-
Notifications
You must be signed in to change notification settings - Fork 15.3k
Description
I am struggling to understand the logic behind the computation of the occupancy with respect to the LDS size for a given function, in particular how it fits in the overall occupancy computation for the function. In particular, it seems to me that there is a discrepancy in the meaning of the achievable occupancy number computed with respect to the number of used SGPRs/VGPRs as opposed to LDS size. Current implementation of GCNSubtarget::computeOccupancy pasted below for future reference.

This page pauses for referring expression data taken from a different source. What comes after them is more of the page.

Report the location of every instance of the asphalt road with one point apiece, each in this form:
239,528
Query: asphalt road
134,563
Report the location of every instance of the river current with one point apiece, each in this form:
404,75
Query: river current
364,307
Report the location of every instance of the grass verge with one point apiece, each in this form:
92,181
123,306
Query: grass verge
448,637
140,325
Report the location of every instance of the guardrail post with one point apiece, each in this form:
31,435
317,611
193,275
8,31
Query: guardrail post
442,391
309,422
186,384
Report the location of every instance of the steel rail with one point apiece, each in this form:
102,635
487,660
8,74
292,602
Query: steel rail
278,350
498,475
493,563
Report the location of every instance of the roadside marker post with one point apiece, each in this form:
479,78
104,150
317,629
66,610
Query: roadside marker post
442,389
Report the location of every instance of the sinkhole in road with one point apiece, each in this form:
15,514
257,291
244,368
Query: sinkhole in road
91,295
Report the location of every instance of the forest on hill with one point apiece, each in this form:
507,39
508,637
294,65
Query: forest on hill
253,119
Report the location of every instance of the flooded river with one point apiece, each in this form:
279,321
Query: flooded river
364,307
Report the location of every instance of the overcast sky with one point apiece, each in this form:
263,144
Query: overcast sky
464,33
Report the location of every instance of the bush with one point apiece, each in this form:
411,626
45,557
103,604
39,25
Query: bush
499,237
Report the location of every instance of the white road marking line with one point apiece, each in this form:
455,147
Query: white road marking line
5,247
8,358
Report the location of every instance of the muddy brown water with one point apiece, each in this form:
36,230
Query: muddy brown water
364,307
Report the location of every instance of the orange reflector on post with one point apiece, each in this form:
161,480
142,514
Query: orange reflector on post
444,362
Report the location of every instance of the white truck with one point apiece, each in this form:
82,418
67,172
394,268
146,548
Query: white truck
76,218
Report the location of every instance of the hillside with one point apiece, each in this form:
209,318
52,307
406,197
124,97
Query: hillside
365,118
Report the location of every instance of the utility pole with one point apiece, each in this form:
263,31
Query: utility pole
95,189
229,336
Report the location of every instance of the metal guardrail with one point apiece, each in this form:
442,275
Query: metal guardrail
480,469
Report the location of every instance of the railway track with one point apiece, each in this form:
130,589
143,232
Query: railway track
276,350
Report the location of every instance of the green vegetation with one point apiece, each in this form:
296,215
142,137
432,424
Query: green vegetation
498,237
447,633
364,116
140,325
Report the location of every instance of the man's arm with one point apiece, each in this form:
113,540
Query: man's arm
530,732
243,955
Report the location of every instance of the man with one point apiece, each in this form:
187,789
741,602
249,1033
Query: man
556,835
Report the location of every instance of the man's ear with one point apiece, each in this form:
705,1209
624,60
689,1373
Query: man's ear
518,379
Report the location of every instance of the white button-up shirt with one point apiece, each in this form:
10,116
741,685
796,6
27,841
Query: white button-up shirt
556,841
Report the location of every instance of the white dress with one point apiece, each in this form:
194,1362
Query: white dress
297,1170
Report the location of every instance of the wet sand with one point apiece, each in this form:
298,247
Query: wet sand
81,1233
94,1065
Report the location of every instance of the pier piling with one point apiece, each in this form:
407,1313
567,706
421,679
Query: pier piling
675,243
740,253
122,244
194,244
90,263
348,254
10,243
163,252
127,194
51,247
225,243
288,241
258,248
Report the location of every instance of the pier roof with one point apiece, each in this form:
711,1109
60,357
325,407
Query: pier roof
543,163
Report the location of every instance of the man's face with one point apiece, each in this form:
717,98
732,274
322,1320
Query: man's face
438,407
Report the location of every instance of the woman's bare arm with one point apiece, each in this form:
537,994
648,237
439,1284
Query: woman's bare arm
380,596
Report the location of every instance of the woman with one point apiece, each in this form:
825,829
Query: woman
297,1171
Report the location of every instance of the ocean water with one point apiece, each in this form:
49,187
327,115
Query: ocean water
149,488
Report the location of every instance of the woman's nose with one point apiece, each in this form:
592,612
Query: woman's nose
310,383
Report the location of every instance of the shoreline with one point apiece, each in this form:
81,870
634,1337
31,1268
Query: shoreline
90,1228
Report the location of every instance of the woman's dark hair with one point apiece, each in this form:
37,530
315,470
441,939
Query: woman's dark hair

unsigned GCNSubtarget::computeOccupancy(const Function &F, unsigned LDSSize,
unsigned NumSGPRs,
unsigned NumVGPRs) const {
unsigned Occupancy =
std::min(getMaxWavesPerEU(), getOccupancyWithLocalMemSize(LDSSize, F));
if (NumSGPRs)
Occupancy = std::min(Occupancy, getOccupancyWithNumSGPRs(NumSGPRs));
if (NumVGPRs)
Occupancy = std::min(Occupancy, getOccupancyWithNumVGPRs(NumVGPRs));
return Occupancy;
}On gfx908 for example, getMaxWavesPerEU() == 10. If the number of SGPRs and VGPRs used in the function is low enough to support maximum occupancy, getOccupancyWithNumSGPRs(NumSGPRs) == getOccupancyWithNumVGPRs(NumVGPRs) == 10 as well, which makes sense to me. However, even if LDSSize == 0 (or any low enough number so that the LDS should not restrict occupancy), getOccupancyWithLocalMemSize(LDSSize, F) == 8, and as a consequence GCNSubtarget::computeOccupancy returns 8. This seems to be because getOccupancyWithLocalMemSize performs a semantically different calculation that the two other occupancy-computing methods (which as the FIXMEs in the method suggest is perhaps not the one we should do). I would have assumed that no or low LDS usage would return the same number as getMaxWavesPerEU().
I just wanted to check if I am missing something here or if there is indeed a problem in this context.